If United make the League Cup final from this position, it would surely eclipse everything to have gone before. Rashford's well-taken 17th goal of the season will surely only prove to be a consolation. But it could also prove to be the seminal moment of this tie. It might be a moment to provide the launchpad for another epic, climb-off-the-canvas, snatch victory from the jaws of defeat turnaround. If we can grab the first goal at the Etihad, it's game on!

The side from across the city had been ripped apart and pulled from pillar to post by the Reds electric attacking play when these sides met at the Etihad in the league last month - but showed they had learned their lesson. Whereas they had no answer to our raw speed on the break in the league game, this time it was the visitors craft and creativity that did the damage time and time again.
United were the ones to be left punch drunk as Guardiola's rejigged and strikerless 4-4-2 system worked to a T.

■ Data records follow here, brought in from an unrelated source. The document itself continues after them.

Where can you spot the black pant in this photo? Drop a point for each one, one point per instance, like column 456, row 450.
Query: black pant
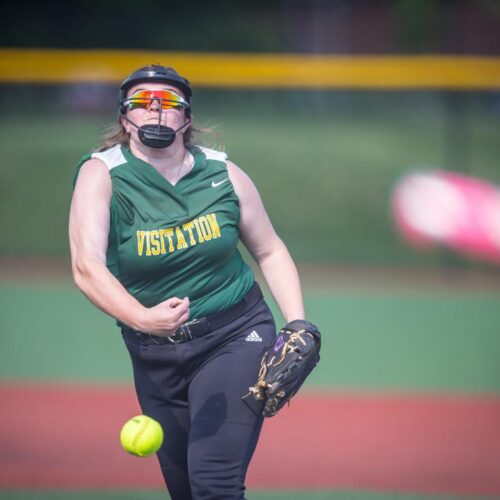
column 195, row 390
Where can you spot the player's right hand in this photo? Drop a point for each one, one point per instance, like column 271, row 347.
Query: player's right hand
column 166, row 317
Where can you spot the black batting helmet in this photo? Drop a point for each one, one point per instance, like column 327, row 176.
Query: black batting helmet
column 156, row 74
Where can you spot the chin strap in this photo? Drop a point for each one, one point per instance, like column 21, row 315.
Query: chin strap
column 157, row 136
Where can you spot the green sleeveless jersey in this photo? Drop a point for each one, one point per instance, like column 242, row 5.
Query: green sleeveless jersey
column 181, row 240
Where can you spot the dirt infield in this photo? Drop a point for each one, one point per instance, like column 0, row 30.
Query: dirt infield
column 66, row 437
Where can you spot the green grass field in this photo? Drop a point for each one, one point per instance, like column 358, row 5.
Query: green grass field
column 372, row 340
column 325, row 163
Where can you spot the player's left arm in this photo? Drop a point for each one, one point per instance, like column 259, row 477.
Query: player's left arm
column 267, row 248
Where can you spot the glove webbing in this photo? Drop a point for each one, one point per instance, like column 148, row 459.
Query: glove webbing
column 259, row 390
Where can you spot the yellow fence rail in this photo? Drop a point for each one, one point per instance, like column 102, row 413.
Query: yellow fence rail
column 256, row 70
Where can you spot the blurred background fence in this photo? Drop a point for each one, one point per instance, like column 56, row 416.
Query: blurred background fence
column 326, row 104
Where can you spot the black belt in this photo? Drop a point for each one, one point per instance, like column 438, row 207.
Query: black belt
column 199, row 327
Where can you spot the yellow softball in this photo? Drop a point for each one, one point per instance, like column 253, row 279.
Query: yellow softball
column 141, row 436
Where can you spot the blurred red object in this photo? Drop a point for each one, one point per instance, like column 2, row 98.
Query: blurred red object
column 444, row 208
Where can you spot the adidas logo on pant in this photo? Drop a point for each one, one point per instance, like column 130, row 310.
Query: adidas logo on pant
column 253, row 336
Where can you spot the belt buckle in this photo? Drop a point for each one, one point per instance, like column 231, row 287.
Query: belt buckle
column 183, row 333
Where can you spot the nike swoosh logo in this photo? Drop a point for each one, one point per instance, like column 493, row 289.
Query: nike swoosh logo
column 215, row 184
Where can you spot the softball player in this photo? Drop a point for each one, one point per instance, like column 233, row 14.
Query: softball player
column 154, row 225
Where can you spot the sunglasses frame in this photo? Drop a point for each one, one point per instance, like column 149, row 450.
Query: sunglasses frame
column 136, row 102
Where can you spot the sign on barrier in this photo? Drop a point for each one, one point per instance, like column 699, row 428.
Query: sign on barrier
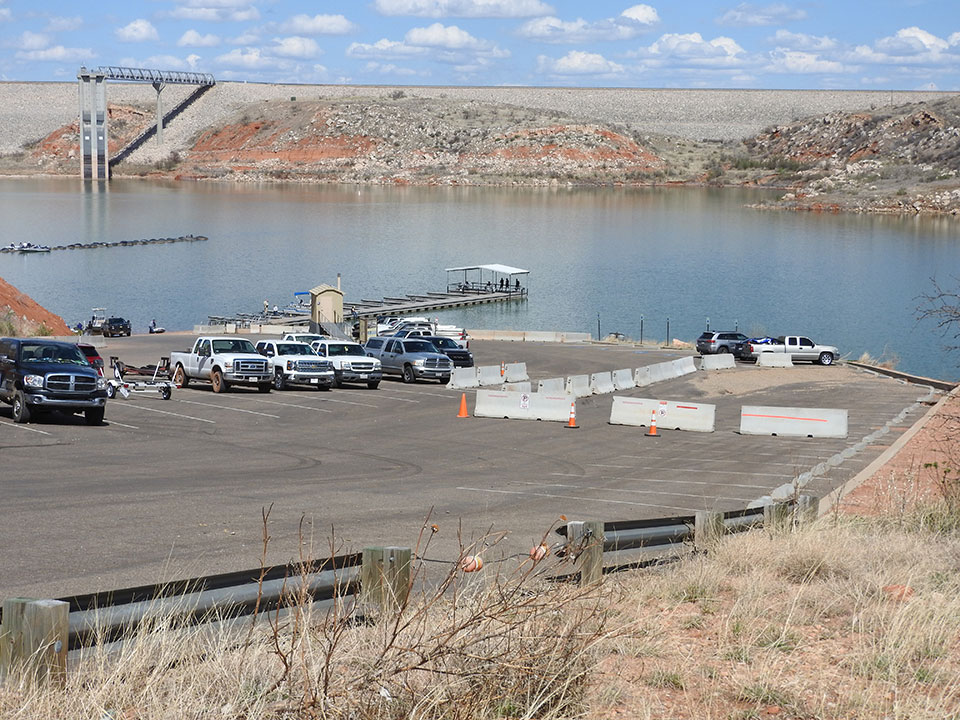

He had surprised many observers with not only his personnel changes but the formation too - with Messrs Kevin de Bruyne, Raheem Sterling, Bernardo Silva and Riyad Mahrez constantly swapping positions. Fluidly interchanging, the quartet were impossible to pick up and mark, frequently dropping deep to leave United outnumbered in midfield and render the efforts of Brazilian duo Fred and Andreas Pereira almost anonymous. Solskjaer left it until the break to bring on Nemanja Matic and assert a modicum of control in the engine room. Guardiola did not repeat his mistakes at the Etihad where his tactical shortcomings played straight into our hands.

Aside from the goal, there were not many positives on a night that only emphasised the gulf in class between the two sides, financially, managerially and in terms of pound for pound quality. Man City are better than us, we know that, and there's no disgrace in losing to the second best team in England and one of the best on the continent. But at least we didn't crumble completely and showed admirable fight and courage in the second half.
United are, somehow, still in the tie by their fingertips but this should be seen as a reminder of how urgently we need reinforcements, even if they will come at a hefty price that the hierarchy won't like.